Anyway, where was I? Oh, yes. Over the next few levels, 'super crime fighter' Lucas McCabe never quite matches the sheer shock of seeing Crack Mack, but Crime Wave gives it a good shot. The secret rooms for instance, where MOB keeps its supplies of drugs and money behind easy to dodge laser beams, start out relatively sane. At least, given that this sentence included the words 'laser beams'.

I suppose the idea is that if you get past, you DESERVE to take all the mob's money. Oddly fair of them, but okay!

At this point Crime Wave just throws its hands up and declares that even it doesn't care any more. The terrorists originally kidnap Brittany as part of a big plan, but that's pretty much irrelevant throughout and then she's just there for the sake of it. "Super crime fighter" Lucas McCabe tracks her to King Pin's mansion, otherwise known as 'obviously where she is', and fights her captor. 

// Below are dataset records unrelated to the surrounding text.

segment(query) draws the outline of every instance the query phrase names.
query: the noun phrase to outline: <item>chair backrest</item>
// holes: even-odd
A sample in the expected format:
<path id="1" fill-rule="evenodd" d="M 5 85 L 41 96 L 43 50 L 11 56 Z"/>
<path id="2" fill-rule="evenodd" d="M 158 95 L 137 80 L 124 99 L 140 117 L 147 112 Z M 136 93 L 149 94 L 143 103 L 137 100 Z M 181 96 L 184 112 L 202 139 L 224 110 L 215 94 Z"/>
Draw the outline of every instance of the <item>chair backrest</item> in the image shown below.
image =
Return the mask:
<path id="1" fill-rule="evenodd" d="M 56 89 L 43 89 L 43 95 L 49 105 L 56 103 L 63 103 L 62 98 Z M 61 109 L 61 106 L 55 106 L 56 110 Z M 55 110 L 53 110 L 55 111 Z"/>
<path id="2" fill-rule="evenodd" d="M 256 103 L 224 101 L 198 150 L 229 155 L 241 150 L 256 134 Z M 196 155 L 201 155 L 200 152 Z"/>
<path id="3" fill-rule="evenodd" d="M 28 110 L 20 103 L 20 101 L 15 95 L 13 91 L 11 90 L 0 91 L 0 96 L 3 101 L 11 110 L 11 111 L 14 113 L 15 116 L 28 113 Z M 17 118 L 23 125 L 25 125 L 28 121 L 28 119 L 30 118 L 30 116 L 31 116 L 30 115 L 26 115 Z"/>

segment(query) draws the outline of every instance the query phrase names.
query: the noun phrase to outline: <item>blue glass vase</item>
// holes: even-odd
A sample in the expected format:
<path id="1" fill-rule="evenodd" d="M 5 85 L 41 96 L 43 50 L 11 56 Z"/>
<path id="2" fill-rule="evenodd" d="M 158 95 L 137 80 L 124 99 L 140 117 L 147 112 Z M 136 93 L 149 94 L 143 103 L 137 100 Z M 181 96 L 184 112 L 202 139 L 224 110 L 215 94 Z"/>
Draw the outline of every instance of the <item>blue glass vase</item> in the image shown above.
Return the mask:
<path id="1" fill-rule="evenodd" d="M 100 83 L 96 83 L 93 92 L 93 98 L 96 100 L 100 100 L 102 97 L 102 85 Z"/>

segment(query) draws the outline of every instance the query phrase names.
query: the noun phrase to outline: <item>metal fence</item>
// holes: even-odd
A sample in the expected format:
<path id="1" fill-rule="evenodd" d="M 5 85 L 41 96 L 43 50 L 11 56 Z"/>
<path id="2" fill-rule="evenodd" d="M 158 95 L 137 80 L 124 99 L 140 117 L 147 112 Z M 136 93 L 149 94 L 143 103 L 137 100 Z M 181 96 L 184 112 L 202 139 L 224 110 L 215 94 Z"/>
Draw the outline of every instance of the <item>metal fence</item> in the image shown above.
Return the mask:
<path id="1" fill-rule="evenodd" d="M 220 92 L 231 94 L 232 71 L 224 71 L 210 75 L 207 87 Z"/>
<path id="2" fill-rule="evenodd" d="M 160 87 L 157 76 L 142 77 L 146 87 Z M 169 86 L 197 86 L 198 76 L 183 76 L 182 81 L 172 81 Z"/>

This being a '90s side scroller, it should come as no surprise that King Pin has a robot suit. Every villain did in that decade. It came with the spotless white suits, and final cigars they were allowed to smoke.

I'll just embed the final level, because... well, you'll see. Aside from the robot, a personal favourite moment is King Pin defiantly refusing to tell 'super crime fighter' Lucas McCabe where Brittany is, and it promptly taking eight seconds to find her anyway. She's in the basement. Where else would she be? Sorry if that counts as a spoiler. You might want to watch anyway for the topless beach shots that finish the game though, where 'super crime fighter' Lucas McCabe finally gets his hero's reward.

Or indeed, not.

Sigh. Access. I'd say you tried, but that would so obviously be a lie. Until Tex Murphy made it big, anyway, this was pretty much what you got outside of their golf games—pretensions of cinema, wrapped in shit. 

Easily its dodgiest moment was stealing its title music. As YouTube now demonstrates so easily, it's a few seconds of Pink Floyd's One Slip. Of course, this was just 'one slip' for Access. It would never for instance have dreamed of blatantly pinching the Blade Runner poster for the Mean Streets box, any more than a big electronics company would have pinched the theme music from Robocop on the Gameboy to create one of the decade's most infamous ear-worms. Ahem.

Oh, the '90s. Those sweet days when anything seemed possible, if only because nobody was paying attention. How long ago they seem now. How long, and how tasteless. Shudder.